I’d heard on social media — and for this, I’m grateful for Twitter — how other physicians were using FaceTime for patients to speak to their loved ones. We were so uncertain about the trajectory of the disease, and patients on ventilators had such poor outcomes, that people often didn't get a chance to say goodbye to their loved ones before they died. This woman had a cellphone that she gripped in her hand. I encouraged her to call her daughter, even though she was short of breath. And she was able to say things to her daughter that she’d always wanted to.

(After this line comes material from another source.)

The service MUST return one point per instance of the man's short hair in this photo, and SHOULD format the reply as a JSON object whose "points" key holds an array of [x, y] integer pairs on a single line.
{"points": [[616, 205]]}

Thankfully, the story has a happy ending: Even though we put her on the ventilator, she recovered and is now doing well. I felt so grateful that I could give her the time to talk to her daughter because I knew what direction she was going in. I wish I could give more patients the ability to do that.
The second story is more tragic. I met a woman in her 40s who had lost her father two weeks prior to COVID-19 in my hospital’s ICU. Two weeks later, her mother was there on a ventilator and not doing well. We’d implemented some strict visiting rules, but it was confusing because they were changing on a day-to-day basis as more information was being gathered. Rules sometimes lag behind data. We were realizing that these rules prohibiting visitation were very restrictive and inconsiderate of the human soul.
The woman on the ventilator wasn’t doing well. I came by and realized that I couldn’t predict what would happen in the next couple of hours, much less whether she’d survive the day. Despite the rules, I felt very strongly that the woman’s daughter, who had already lost her father, should at least be called and given the option to visit. We were able to get her permission to come. And her mom died within half an hour after her daughter’s arrival.
For me, to see the woman at her mother’s bedside, even though it was a poor outcome — it would have been a lot worse if we had just followed the “no visitors allowed” rule. We’re glad that we were able to bring her daughter to her bedside. So these are the images that will stick with me.